8. Evaluate Your Results.
Program evaluation may be one of the last tasks executed in an incentive campaign, but it's actually one of the first things you should consider once your structure is in place. How else will you be able to tell whether or not the incentive was a smart investment?

Many longtime incentive users can't tell. They see gains during the incentive qualification period, and reap lots of positive feedback about the awards from participants, so they assume that their programs are successful. Such assumptions, however, don't make good business sense. Detailed, bottom-line analysis does.

To determine your return on investment, you should be prepared to answer two key questions at the program's conclusion:

1. Were the objectives met?

2. Did the program and awards meet the expectations and desires of the participants?

Pre-planning can greatly enhance the quality of your answers. For example, it will be easier to evaluate how successfully the incentive program met sales or non-sales objectives if, while setting those objectives, you clearly and carefully outlined:

  • What you wanted to measure (be sure everyone agrees on this).
  • How you would measure it.
  • What you expected in terms of results.
  • What your baseline (actual performance from a like period) was.
  • Which outside elements or influences could affect the outcome of the program.

It's critical to weed out any factor that might skew your analysis of the incentive's impact. Doing this, and establishing a baseline for performance from a similar period, will enable you to draw realistic, bottom-line conclusions.

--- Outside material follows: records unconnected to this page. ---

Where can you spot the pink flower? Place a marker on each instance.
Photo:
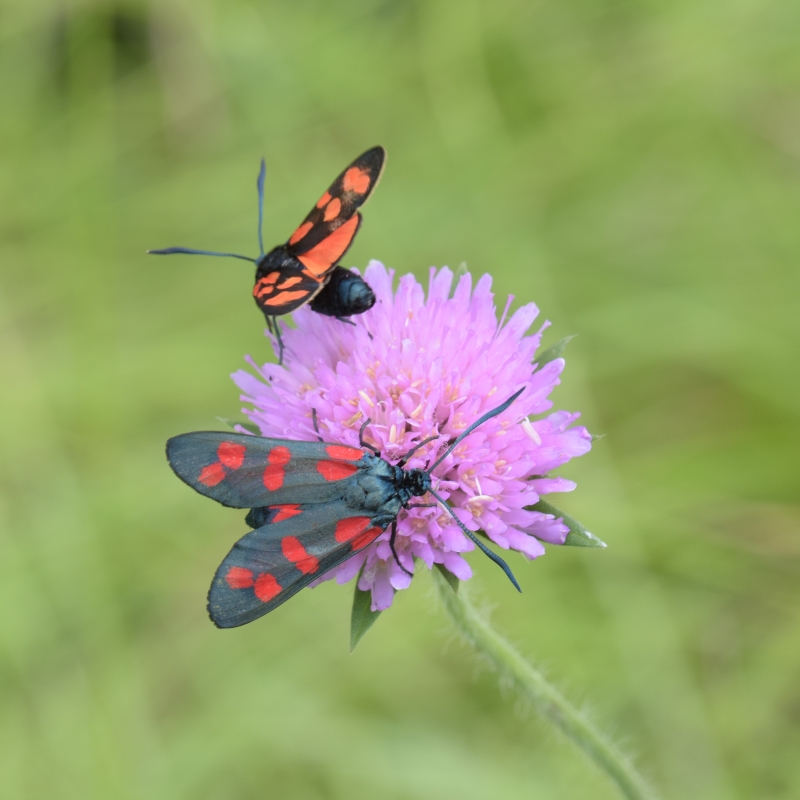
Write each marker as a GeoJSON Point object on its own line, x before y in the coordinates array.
{"type": "Point", "coordinates": [420, 367]}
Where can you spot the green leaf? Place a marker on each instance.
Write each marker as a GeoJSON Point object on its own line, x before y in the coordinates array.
{"type": "Point", "coordinates": [362, 617]}
{"type": "Point", "coordinates": [553, 352]}
{"type": "Point", "coordinates": [578, 536]}
{"type": "Point", "coordinates": [248, 426]}
{"type": "Point", "coordinates": [449, 577]}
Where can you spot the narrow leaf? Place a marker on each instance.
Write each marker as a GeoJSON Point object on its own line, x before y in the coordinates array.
{"type": "Point", "coordinates": [578, 536]}
{"type": "Point", "coordinates": [553, 352]}
{"type": "Point", "coordinates": [232, 423]}
{"type": "Point", "coordinates": [449, 577]}
{"type": "Point", "coordinates": [362, 617]}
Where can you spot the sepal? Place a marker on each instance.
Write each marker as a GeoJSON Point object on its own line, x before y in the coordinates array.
{"type": "Point", "coordinates": [578, 536]}
{"type": "Point", "coordinates": [553, 352]}
{"type": "Point", "coordinates": [449, 577]}
{"type": "Point", "coordinates": [362, 617]}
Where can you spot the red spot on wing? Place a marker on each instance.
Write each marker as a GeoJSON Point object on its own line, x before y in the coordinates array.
{"type": "Point", "coordinates": [286, 511]}
{"type": "Point", "coordinates": [343, 452]}
{"type": "Point", "coordinates": [335, 471]}
{"type": "Point", "coordinates": [212, 474]}
{"type": "Point", "coordinates": [323, 257]}
{"type": "Point", "coordinates": [333, 209]}
{"type": "Point", "coordinates": [298, 555]}
{"type": "Point", "coordinates": [363, 539]}
{"type": "Point", "coordinates": [231, 454]}
{"type": "Point", "coordinates": [289, 282]}
{"type": "Point", "coordinates": [266, 587]}
{"type": "Point", "coordinates": [266, 285]}
{"type": "Point", "coordinates": [239, 578]}
{"type": "Point", "coordinates": [356, 180]}
{"type": "Point", "coordinates": [286, 297]}
{"type": "Point", "coordinates": [301, 232]}
{"type": "Point", "coordinates": [350, 528]}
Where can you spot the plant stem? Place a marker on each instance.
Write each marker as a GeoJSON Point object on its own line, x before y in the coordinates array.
{"type": "Point", "coordinates": [531, 684]}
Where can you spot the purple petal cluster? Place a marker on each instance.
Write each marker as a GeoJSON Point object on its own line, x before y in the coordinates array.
{"type": "Point", "coordinates": [418, 367]}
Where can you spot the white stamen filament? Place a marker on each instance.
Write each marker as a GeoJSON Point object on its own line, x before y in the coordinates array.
{"type": "Point", "coordinates": [531, 431]}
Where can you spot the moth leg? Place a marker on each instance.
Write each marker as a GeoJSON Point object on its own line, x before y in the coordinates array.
{"type": "Point", "coordinates": [280, 342]}
{"type": "Point", "coordinates": [392, 537]}
{"type": "Point", "coordinates": [361, 441]}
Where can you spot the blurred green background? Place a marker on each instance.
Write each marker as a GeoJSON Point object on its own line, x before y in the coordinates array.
{"type": "Point", "coordinates": [632, 167]}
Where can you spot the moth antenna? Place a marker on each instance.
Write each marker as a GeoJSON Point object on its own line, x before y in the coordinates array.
{"type": "Point", "coordinates": [316, 424]}
{"type": "Point", "coordinates": [361, 441]}
{"type": "Point", "coordinates": [485, 418]}
{"type": "Point", "coordinates": [404, 460]}
{"type": "Point", "coordinates": [262, 173]}
{"type": "Point", "coordinates": [392, 538]}
{"type": "Point", "coordinates": [168, 251]}
{"type": "Point", "coordinates": [497, 560]}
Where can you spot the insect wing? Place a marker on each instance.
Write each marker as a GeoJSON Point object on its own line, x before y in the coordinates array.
{"type": "Point", "coordinates": [270, 564]}
{"type": "Point", "coordinates": [250, 471]}
{"type": "Point", "coordinates": [285, 289]}
{"type": "Point", "coordinates": [339, 203]}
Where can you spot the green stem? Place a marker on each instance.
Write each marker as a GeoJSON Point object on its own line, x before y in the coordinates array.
{"type": "Point", "coordinates": [531, 684]}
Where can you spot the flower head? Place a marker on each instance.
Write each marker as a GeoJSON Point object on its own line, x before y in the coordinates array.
{"type": "Point", "coordinates": [417, 368]}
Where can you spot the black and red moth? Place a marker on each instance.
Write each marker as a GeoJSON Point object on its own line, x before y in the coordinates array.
{"type": "Point", "coordinates": [304, 270]}
{"type": "Point", "coordinates": [312, 506]}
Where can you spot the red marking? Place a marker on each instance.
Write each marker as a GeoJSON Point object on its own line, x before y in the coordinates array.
{"type": "Point", "coordinates": [212, 474]}
{"type": "Point", "coordinates": [298, 555]}
{"type": "Point", "coordinates": [301, 232]}
{"type": "Point", "coordinates": [286, 511]}
{"type": "Point", "coordinates": [334, 471]}
{"type": "Point", "coordinates": [356, 180]}
{"type": "Point", "coordinates": [266, 587]}
{"type": "Point", "coordinates": [286, 297]}
{"type": "Point", "coordinates": [346, 453]}
{"type": "Point", "coordinates": [239, 578]}
{"type": "Point", "coordinates": [289, 282]}
{"type": "Point", "coordinates": [322, 257]}
{"type": "Point", "coordinates": [366, 538]}
{"type": "Point", "coordinates": [231, 454]}
{"type": "Point", "coordinates": [266, 285]}
{"type": "Point", "coordinates": [333, 209]}
{"type": "Point", "coordinates": [350, 528]}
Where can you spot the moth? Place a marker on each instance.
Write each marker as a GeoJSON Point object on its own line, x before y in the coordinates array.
{"type": "Point", "coordinates": [305, 269]}
{"type": "Point", "coordinates": [312, 506]}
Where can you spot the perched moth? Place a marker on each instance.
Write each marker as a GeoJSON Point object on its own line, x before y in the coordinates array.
{"type": "Point", "coordinates": [304, 270]}
{"type": "Point", "coordinates": [312, 506]}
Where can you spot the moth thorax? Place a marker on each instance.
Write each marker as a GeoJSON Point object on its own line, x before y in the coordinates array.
{"type": "Point", "coordinates": [417, 482]}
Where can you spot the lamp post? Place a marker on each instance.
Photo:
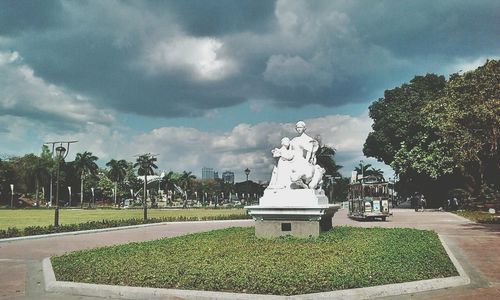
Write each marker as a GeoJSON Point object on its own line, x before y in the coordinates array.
{"type": "Point", "coordinates": [247, 172]}
{"type": "Point", "coordinates": [60, 151]}
{"type": "Point", "coordinates": [11, 196]}
{"type": "Point", "coordinates": [69, 193]}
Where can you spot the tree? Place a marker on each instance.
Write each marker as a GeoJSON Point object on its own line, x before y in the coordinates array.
{"type": "Point", "coordinates": [85, 165]}
{"type": "Point", "coordinates": [467, 119]}
{"type": "Point", "coordinates": [170, 180]}
{"type": "Point", "coordinates": [185, 181]}
{"type": "Point", "coordinates": [41, 170]}
{"type": "Point", "coordinates": [436, 134]}
{"type": "Point", "coordinates": [117, 172]}
{"type": "Point", "coordinates": [145, 165]}
{"type": "Point", "coordinates": [325, 159]}
{"type": "Point", "coordinates": [378, 173]}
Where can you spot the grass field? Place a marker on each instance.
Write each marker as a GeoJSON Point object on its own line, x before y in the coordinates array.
{"type": "Point", "coordinates": [235, 260]}
{"type": "Point", "coordinates": [21, 218]}
{"type": "Point", "coordinates": [479, 216]}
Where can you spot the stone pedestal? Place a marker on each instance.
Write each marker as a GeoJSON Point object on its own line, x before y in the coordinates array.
{"type": "Point", "coordinates": [300, 213]}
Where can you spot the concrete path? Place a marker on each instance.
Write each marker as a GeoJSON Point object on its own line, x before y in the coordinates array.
{"type": "Point", "coordinates": [475, 246]}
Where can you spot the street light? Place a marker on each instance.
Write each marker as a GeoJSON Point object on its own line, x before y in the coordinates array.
{"type": "Point", "coordinates": [61, 154]}
{"type": "Point", "coordinates": [60, 151]}
{"type": "Point", "coordinates": [11, 196]}
{"type": "Point", "coordinates": [247, 172]}
{"type": "Point", "coordinates": [69, 193]}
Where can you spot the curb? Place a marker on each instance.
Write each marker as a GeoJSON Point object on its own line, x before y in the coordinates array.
{"type": "Point", "coordinates": [128, 292]}
{"type": "Point", "coordinates": [41, 236]}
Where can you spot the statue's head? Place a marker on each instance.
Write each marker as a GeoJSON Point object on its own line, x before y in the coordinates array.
{"type": "Point", "coordinates": [300, 127]}
{"type": "Point", "coordinates": [285, 142]}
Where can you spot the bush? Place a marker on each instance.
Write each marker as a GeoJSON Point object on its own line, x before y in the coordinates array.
{"type": "Point", "coordinates": [235, 260]}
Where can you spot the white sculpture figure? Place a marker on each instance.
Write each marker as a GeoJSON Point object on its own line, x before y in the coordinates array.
{"type": "Point", "coordinates": [282, 172]}
{"type": "Point", "coordinates": [296, 166]}
{"type": "Point", "coordinates": [305, 172]}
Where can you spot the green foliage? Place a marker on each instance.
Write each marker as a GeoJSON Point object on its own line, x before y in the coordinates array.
{"type": "Point", "coordinates": [441, 134]}
{"type": "Point", "coordinates": [235, 260]}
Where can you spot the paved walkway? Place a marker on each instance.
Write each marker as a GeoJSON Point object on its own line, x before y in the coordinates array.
{"type": "Point", "coordinates": [475, 246]}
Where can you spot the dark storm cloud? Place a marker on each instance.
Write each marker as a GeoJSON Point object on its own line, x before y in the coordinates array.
{"type": "Point", "coordinates": [17, 16]}
{"type": "Point", "coordinates": [181, 58]}
{"type": "Point", "coordinates": [214, 18]}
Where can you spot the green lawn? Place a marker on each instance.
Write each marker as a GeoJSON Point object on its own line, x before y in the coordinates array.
{"type": "Point", "coordinates": [235, 260]}
{"type": "Point", "coordinates": [21, 218]}
{"type": "Point", "coordinates": [479, 216]}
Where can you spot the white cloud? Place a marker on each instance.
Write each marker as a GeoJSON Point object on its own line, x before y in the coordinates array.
{"type": "Point", "coordinates": [243, 146]}
{"type": "Point", "coordinates": [293, 71]}
{"type": "Point", "coordinates": [23, 93]}
{"type": "Point", "coordinates": [201, 56]}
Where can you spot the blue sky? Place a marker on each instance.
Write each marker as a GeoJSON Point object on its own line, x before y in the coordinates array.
{"type": "Point", "coordinates": [218, 83]}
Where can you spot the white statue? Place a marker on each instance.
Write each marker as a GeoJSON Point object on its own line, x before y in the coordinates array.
{"type": "Point", "coordinates": [297, 168]}
{"type": "Point", "coordinates": [282, 172]}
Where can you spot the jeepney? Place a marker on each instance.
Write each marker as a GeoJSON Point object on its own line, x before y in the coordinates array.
{"type": "Point", "coordinates": [369, 199]}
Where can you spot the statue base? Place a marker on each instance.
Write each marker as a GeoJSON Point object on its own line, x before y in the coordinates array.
{"type": "Point", "coordinates": [300, 213]}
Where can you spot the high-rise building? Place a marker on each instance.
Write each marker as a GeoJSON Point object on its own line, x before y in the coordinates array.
{"type": "Point", "coordinates": [207, 173]}
{"type": "Point", "coordinates": [228, 177]}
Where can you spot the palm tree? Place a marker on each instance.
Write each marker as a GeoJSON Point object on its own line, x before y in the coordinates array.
{"type": "Point", "coordinates": [324, 158]}
{"type": "Point", "coordinates": [85, 164]}
{"type": "Point", "coordinates": [170, 179]}
{"type": "Point", "coordinates": [145, 165]}
{"type": "Point", "coordinates": [41, 171]}
{"type": "Point", "coordinates": [117, 172]}
{"type": "Point", "coordinates": [185, 181]}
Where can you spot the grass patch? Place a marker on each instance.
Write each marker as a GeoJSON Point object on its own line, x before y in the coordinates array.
{"type": "Point", "coordinates": [235, 260]}
{"type": "Point", "coordinates": [479, 216]}
{"type": "Point", "coordinates": [22, 218]}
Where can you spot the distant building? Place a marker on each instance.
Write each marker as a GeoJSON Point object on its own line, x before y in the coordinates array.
{"type": "Point", "coordinates": [228, 177]}
{"type": "Point", "coordinates": [207, 173]}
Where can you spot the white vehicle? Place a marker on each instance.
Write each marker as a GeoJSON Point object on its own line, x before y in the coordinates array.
{"type": "Point", "coordinates": [369, 200]}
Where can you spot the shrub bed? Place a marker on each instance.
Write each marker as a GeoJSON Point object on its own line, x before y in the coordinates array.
{"type": "Point", "coordinates": [235, 260]}
{"type": "Point", "coordinates": [37, 230]}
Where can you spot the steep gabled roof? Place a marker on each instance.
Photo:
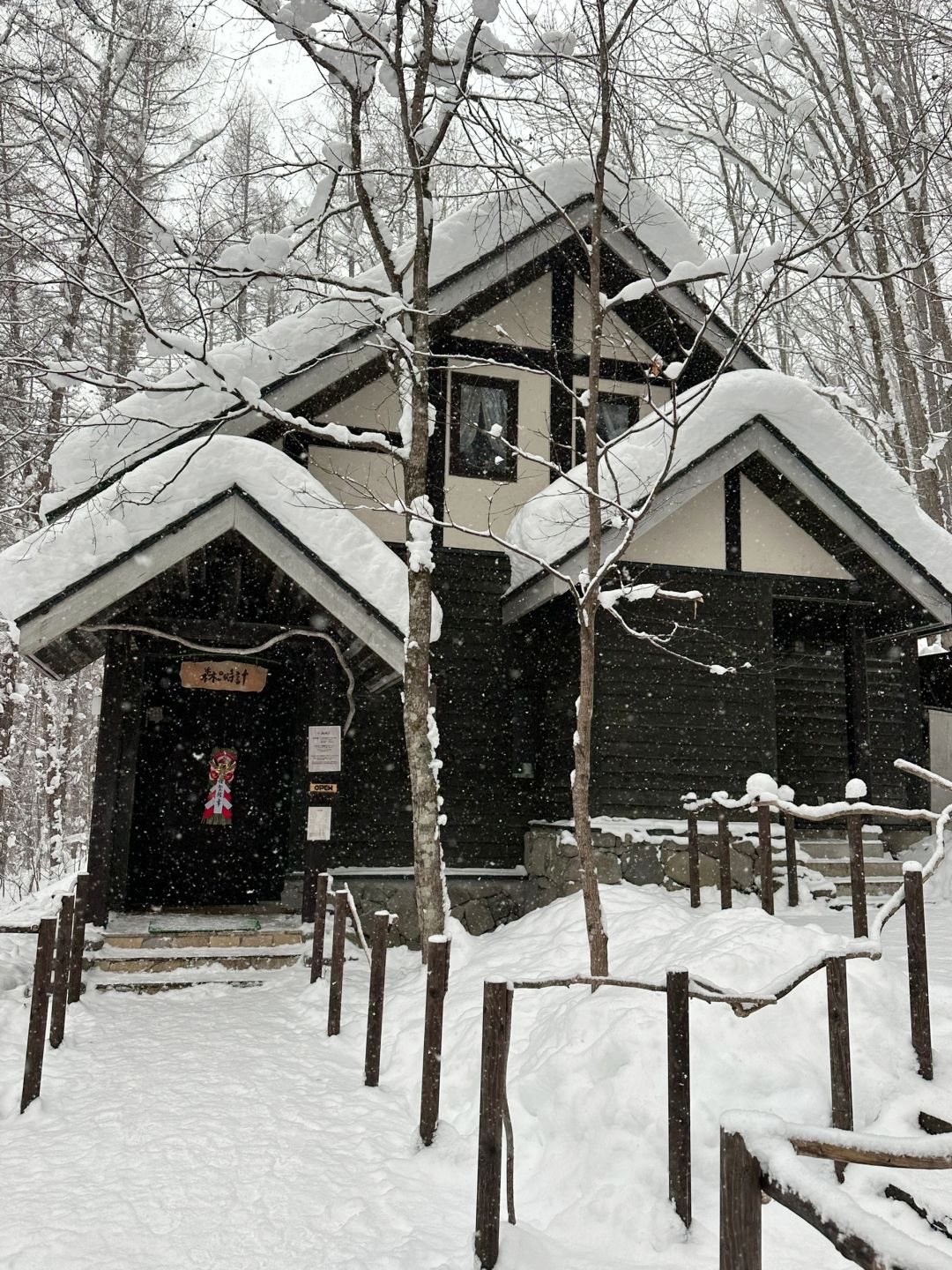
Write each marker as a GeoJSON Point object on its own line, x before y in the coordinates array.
{"type": "Point", "coordinates": [718, 424]}
{"type": "Point", "coordinates": [297, 355]}
{"type": "Point", "coordinates": [176, 502]}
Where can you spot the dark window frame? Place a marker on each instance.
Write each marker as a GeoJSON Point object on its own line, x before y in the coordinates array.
{"type": "Point", "coordinates": [631, 399]}
{"type": "Point", "coordinates": [504, 473]}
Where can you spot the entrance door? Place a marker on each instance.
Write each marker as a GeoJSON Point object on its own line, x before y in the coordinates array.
{"type": "Point", "coordinates": [175, 857]}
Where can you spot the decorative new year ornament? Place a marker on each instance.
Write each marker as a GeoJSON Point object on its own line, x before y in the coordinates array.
{"type": "Point", "coordinates": [221, 773]}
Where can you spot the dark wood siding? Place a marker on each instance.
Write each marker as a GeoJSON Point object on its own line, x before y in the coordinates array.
{"type": "Point", "coordinates": [811, 721]}
{"type": "Point", "coordinates": [663, 725]}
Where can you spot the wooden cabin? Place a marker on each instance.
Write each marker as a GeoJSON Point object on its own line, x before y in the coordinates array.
{"type": "Point", "coordinates": [245, 582]}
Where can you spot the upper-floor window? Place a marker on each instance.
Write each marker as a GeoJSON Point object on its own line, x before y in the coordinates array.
{"type": "Point", "coordinates": [484, 421]}
{"type": "Point", "coordinates": [616, 415]}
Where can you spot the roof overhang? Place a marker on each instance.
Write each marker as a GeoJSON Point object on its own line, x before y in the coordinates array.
{"type": "Point", "coordinates": [755, 437]}
{"type": "Point", "coordinates": [57, 619]}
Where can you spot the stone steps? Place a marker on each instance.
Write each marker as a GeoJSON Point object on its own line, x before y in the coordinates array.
{"type": "Point", "coordinates": [135, 958]}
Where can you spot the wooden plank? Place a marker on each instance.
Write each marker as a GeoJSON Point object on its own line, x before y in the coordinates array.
{"type": "Point", "coordinates": [764, 856]}
{"type": "Point", "coordinates": [790, 843]}
{"type": "Point", "coordinates": [489, 1163]}
{"type": "Point", "coordinates": [337, 963]}
{"type": "Point", "coordinates": [740, 1206]}
{"type": "Point", "coordinates": [724, 855]}
{"type": "Point", "coordinates": [680, 1094]}
{"type": "Point", "coordinates": [838, 1027]}
{"type": "Point", "coordinates": [61, 970]}
{"type": "Point", "coordinates": [320, 925]}
{"type": "Point", "coordinates": [693, 860]}
{"type": "Point", "coordinates": [918, 966]}
{"type": "Point", "coordinates": [79, 938]}
{"type": "Point", "coordinates": [857, 877]}
{"type": "Point", "coordinates": [437, 983]}
{"type": "Point", "coordinates": [38, 1011]}
{"type": "Point", "coordinates": [375, 1002]}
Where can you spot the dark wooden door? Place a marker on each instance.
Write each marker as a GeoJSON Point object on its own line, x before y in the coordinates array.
{"type": "Point", "coordinates": [175, 857]}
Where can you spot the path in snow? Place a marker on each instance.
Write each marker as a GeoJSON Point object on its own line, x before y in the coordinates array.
{"type": "Point", "coordinates": [219, 1128]}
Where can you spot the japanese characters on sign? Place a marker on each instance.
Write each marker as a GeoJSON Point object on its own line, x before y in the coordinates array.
{"type": "Point", "coordinates": [319, 825]}
{"type": "Point", "coordinates": [324, 750]}
{"type": "Point", "coordinates": [224, 676]}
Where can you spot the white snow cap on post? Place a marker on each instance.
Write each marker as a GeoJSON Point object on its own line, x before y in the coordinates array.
{"type": "Point", "coordinates": [762, 785]}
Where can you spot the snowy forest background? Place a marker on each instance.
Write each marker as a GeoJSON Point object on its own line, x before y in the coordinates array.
{"type": "Point", "coordinates": [140, 140]}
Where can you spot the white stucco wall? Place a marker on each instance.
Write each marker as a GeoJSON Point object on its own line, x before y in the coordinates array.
{"type": "Point", "coordinates": [770, 542]}
{"type": "Point", "coordinates": [524, 318]}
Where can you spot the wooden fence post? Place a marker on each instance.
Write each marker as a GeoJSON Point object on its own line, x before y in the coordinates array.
{"type": "Point", "coordinates": [919, 1018]}
{"type": "Point", "coordinates": [857, 875]}
{"type": "Point", "coordinates": [38, 1010]}
{"type": "Point", "coordinates": [680, 1094]}
{"type": "Point", "coordinates": [724, 852]}
{"type": "Point", "coordinates": [841, 1067]}
{"type": "Point", "coordinates": [790, 841]}
{"type": "Point", "coordinates": [437, 982]}
{"type": "Point", "coordinates": [337, 963]}
{"type": "Point", "coordinates": [740, 1206]}
{"type": "Point", "coordinates": [320, 925]}
{"type": "Point", "coordinates": [375, 1002]}
{"type": "Point", "coordinates": [764, 851]}
{"type": "Point", "coordinates": [79, 938]}
{"type": "Point", "coordinates": [61, 970]}
{"type": "Point", "coordinates": [693, 860]}
{"type": "Point", "coordinates": [308, 885]}
{"type": "Point", "coordinates": [496, 1013]}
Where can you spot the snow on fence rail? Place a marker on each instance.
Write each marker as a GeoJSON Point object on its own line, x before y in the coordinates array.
{"type": "Point", "coordinates": [764, 798]}
{"type": "Point", "coordinates": [761, 1156]}
{"type": "Point", "coordinates": [57, 975]}
{"type": "Point", "coordinates": [681, 987]}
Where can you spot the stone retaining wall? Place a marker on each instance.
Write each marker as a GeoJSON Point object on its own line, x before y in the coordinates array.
{"type": "Point", "coordinates": [655, 855]}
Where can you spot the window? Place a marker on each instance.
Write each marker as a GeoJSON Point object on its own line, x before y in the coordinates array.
{"type": "Point", "coordinates": [616, 415]}
{"type": "Point", "coordinates": [484, 415]}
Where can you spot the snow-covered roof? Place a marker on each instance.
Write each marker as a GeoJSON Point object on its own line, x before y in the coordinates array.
{"type": "Point", "coordinates": [553, 524]}
{"type": "Point", "coordinates": [159, 496]}
{"type": "Point", "coordinates": [152, 419]}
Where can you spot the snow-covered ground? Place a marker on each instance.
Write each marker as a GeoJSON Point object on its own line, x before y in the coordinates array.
{"type": "Point", "coordinates": [219, 1127]}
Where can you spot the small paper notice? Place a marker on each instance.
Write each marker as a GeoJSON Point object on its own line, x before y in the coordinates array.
{"type": "Point", "coordinates": [319, 825]}
{"type": "Point", "coordinates": [324, 750]}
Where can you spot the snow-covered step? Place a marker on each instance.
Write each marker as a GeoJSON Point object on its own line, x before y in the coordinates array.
{"type": "Point", "coordinates": [836, 848]}
{"type": "Point", "coordinates": [837, 868]}
{"type": "Point", "coordinates": [149, 984]}
{"type": "Point", "coordinates": [165, 960]}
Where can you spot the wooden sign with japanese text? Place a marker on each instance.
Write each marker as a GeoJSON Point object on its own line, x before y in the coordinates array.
{"type": "Point", "coordinates": [222, 676]}
{"type": "Point", "coordinates": [324, 750]}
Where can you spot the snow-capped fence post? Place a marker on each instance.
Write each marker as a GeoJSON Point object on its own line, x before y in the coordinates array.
{"type": "Point", "coordinates": [841, 1065]}
{"type": "Point", "coordinates": [337, 963]}
{"type": "Point", "coordinates": [61, 970]}
{"type": "Point", "coordinates": [680, 1094]}
{"type": "Point", "coordinates": [724, 852]}
{"type": "Point", "coordinates": [496, 1016]}
{"type": "Point", "coordinates": [320, 925]}
{"type": "Point", "coordinates": [375, 1001]}
{"type": "Point", "coordinates": [38, 1011]}
{"type": "Point", "coordinates": [790, 842]}
{"type": "Point", "coordinates": [918, 966]}
{"type": "Point", "coordinates": [740, 1206]}
{"type": "Point", "coordinates": [437, 982]}
{"type": "Point", "coordinates": [693, 860]}
{"type": "Point", "coordinates": [857, 863]}
{"type": "Point", "coordinates": [764, 855]}
{"type": "Point", "coordinates": [79, 938]}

Participant reaction provides another key yardstick. By examining how your audience felt about various aspects of the incentive campaign, you gain greater insight into program results and pave the way for future incentive success. Encourage informal feedback (casual discussions), as well as formal feedback (a carefully designed post-program survey) to learn:

  • Whether or not your objectives were clearly communicated.
  • How well participants understood the rules and goals.
  • How much your training efforts affected performance.
  • How effective program promotion was.
  • How appealing awards were.
  • Which awards were most popular among specific participant groups.

In addition to gathering reactions from participants, solicit input from the company involved in program administration. Remember, honesty is your most important tool when conducting incentive program evaluation. It may be nice to brag about the successful aspects of a campaign, but unless you take an unflinching look at things that went awry, future programs will suffer.